I recommend reading Jeremy Lent’s article about the ‘6 Rules for Humans Rejoining the Natural World’ (google this title). Couple this with David’s Orr’s work and you start to see clearly how a new worldview can form that values life and the natural systems, without diminishing the ability of humanity to technologically thrive on the planet – without becoming slaves to technology. This all starts with changing how we educate ourselves and our children.  Noted environmental educator David Orr has written copiously about the need to change education towards this end.  I know from my own experience as an educator that most students do not get more than a cursory overview of how the world really works even if they should take an environmental science course.  And even then, the course is usually still framed through a consumer worldview with the belief that we can somehow tweak our way out of the many ecological issues we face.  Few students make the choice to delve deeply and major in Environmental and/or Sustainability Studies.  

David’s Orr’s book ‘Earth in Mind’ is a good source to understand the problems and dangers of modern education and where it minimally needs to go.  I advocate for the worldview change as well as educational reform.  But for now, think about David Orr’s basic educational topics for a well-rounded understanding of how the natural world works and how to live well in a place:

  • The Laws of Thermodynamics – how energy moves through physical and biological systems and limits what can occur in a material world (Energetics).  I would add that all goods be priced with the energy it took to make and dispose of them so real end-use analysis can be applied.   
  • The Basic Principles of Ecology – how trophic systems use energy and how different species exist in predator-prey and symbiotic relationships to create Carrying Capacity (the number of people, other living organisms, or crops that a region can support without environmental degradation).  I would add special emphasis on local conditions (soil, flora, fauna, and watershed dynamics). 
  • Sustainable Agriculture and Forestry, and Permaculture Principles – a thorough understanding of how crops can be grown efficiently and organically, so that we can manage human food and resource needs in a harmonious and fashion to support health and vitality.  By necessity, this would mean a full appreciation of diversity in all its forms biologically and in human culture. 
  • Limits of Technology, Appropriate Scale, and Steady-State economics – thinking like a natural economic system.  This would naturally flow into the final category;
  • Environmental Ethics – the difference between should-do and can-do.  A thorough and on-going philosophical analysis of human thinking towards the natural world.  This is where I would insist that everyone write their own ‘Ecological Identity’ (I did this with my students to get them to thoroughly understand their own worldviews.  See post Richard’s Research on Worldviews and why he is optimistic about a transformation {June 2018}).  According to Mitchell Thomashow, your Ecological Identity is more than knowledge about the environment. It involves how humans relate to the world around them and to each other.
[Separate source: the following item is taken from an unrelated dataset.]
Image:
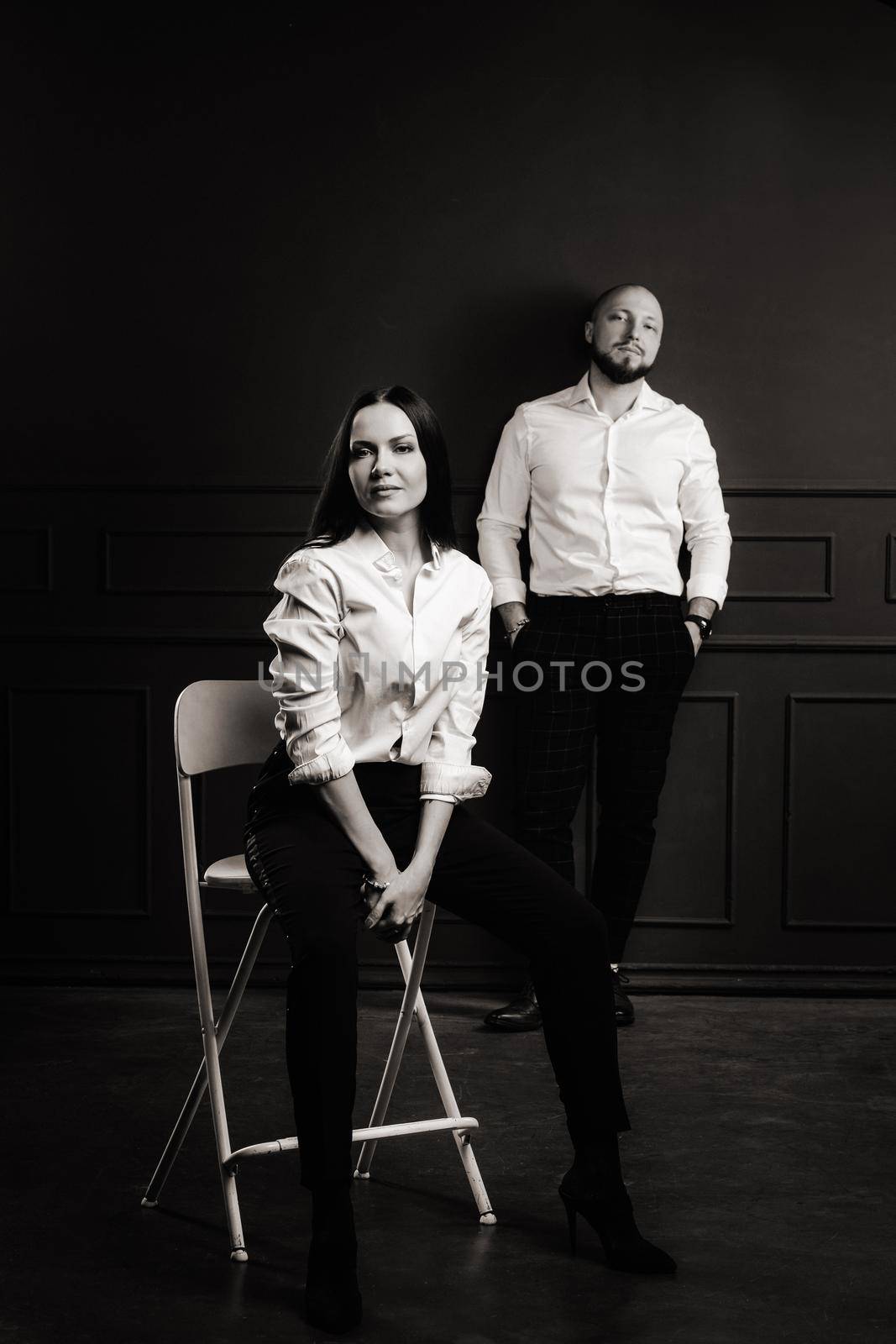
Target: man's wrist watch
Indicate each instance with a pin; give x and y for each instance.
(515, 629)
(703, 624)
If I had to point to one single assignment that impacted my students more than anything else they did in college, it would be the ecological identity.  The whole course was free-flow reflective writing of their individual views and comments of prescribed readings, chosen to make them think about their personal experiences and beliefs – hence their worldview(s).  At first, this bothered many of my students in this class because they are so used to giving the ‘right answer’ and not simply what they think about something they had to read.  There was no right or wrong answer, but they had to justify their perspectives by using quotes from the readings or anything else they read.  It was amazing to me to see their thinking and rationale of their beliefs as they started to understand their cultural conditioning.  We think we know what and why we believe something until we are asked to explain a belief to someone else outside our immediate conditioned cultural setting.